A identificação de condições para o surgimento de focos do mosquito da dengue em imóveis fechados está entre as prioridades das equipes de fiscalização da Secretaria Municipal do Urbanismo (SMU) desde o fim do ano passado, quando a temperatura voltou a subir e, com ela, as chances de proliferação do inseto. Ao órgão compete fiscalizar, notificar e multar quem descumpre as orientações. O dono é quem deve providenciar para a propriedade estar em dia com a legislação.
- Para o secretário do Urbanismo, Almir Bonatto, o desleixo com os imóveis traduz o descaso dos proprietários sobre a sua responsabilidade como cidadãos.
“Situações assim não expõem apenas a reputação de empresas ou o nome de proprietários individuais. Estão em jogo a segurança e a saúde da comunidade, e eles precisam estar cientes dessa responsabilidade”, afirma Bonatto.
Em campo
A diretora do Departamento de Fiscalização da SMU, Jussara Policeno Carvalho, conta que foram vistoriados 5.310 imóveis em três meses de trabalho, entre 10/11/2025 e 28/02/2026. Isso resultou em 2.613 notificações para livrar as propriedades dos fatores de risco e 672 multas para quem não atendeu às orientações. As multas representaram 26% das irregularidades notificadas.

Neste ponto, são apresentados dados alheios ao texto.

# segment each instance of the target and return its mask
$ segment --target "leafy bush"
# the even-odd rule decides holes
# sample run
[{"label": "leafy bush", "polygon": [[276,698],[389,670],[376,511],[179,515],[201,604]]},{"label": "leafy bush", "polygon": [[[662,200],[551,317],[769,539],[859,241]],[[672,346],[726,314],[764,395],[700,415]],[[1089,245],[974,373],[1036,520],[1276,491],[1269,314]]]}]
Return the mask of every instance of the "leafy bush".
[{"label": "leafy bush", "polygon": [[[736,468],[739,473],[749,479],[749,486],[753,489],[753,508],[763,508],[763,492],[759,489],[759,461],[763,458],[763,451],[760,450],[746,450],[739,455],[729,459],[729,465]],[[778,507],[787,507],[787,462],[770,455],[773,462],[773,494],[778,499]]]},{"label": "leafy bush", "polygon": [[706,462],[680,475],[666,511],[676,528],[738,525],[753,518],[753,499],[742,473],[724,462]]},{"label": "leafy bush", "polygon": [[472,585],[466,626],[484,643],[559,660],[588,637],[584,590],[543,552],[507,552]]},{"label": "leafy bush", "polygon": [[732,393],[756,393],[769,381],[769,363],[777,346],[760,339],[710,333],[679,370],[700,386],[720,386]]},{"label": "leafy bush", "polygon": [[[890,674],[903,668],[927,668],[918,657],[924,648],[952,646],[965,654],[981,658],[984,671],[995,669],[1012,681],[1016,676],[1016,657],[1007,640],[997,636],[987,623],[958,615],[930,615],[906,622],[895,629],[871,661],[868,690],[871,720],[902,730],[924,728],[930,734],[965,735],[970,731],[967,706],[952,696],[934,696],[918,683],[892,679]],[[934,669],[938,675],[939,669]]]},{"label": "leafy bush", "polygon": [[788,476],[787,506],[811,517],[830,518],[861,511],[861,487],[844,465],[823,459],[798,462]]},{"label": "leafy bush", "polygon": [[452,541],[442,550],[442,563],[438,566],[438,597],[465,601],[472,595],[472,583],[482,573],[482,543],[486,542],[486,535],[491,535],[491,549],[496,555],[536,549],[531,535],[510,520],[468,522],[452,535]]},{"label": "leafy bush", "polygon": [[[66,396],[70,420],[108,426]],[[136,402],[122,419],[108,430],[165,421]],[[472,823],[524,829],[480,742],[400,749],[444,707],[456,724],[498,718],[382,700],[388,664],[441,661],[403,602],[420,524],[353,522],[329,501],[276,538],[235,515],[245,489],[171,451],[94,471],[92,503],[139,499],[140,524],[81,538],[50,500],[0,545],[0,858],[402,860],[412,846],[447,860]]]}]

Esse tipo de vistoria não é novidade e decorre do Decreto nº 853/2025, baixado pelo prefeito Eduardo Pimentel no início do ano passado – o primeiro da gestão – para pôr em prática o Plano Municipal de Enfrentamento à Dengue.
Reincidente
É o que tem acontecido sistematicamente com uma antiga operadora de telefonia. Em regime falimentar, a empresa possui quatro imóveis sob monitoramento da SMU nas regionais Cajuru e Portão/Fazendinha.
Um deles é o imóvel da Rua Sinke Ferreira, no Jardim das Américas. A mais recente vistoria no endereço aconteceu há duas semanas e constatou o contraste entre o imóvel, que acabou sendo autuado, com o lote vago à esquerda. “Enquanto o imóvel vizinho tinha grade, estava trancado, com mato baixo e limpo (sem detritos), o da operadora apresentava irregularidades desde a entrada: portão sem tranca, construções depredadas e objetos espalhados por toda parte. Isso mostra que é possível manter as propriedades em boas condições”, contou o fiscal Marcos Thiago Paetzold.
Paetzhold lembra o que é preciso fazer para não ter problemas com a fiscalização: vedação, roçada em dia e mais frequente por causa do clima quente.
O que cabe ao Urbanismo
Todos os dias, a partir de ações programadas pela SMU ou em atendimento a denúncias registradas pela comunidade no Serviço 156, os fiscais se defrontam com irregularidades relacionadas ou não à dengue. É o caso de terrenos sem muro ou cerca trancados para impedir invasões e vandalismo. Em outros, as calçadas ainda estão por serem construídas ou tomadas pelo mato.
Para corrigir as faltas, o roteiro é o mesmo. Os proprietários são notificados para providenciar o tipo de manutenção necessária no momento da inspeção e, em último caso, multados.
Quem é multado pode requerer a redução do valor da penalidade aplicada. Para ter seu pedido acatado, porém, precisa comprovar que fez o serviço de manutenção exigido. Dependendo do caso, pode ser a limpeza, roçada ou remoção dos detritos do terreno e da área da calçada dentro do prazo exigido.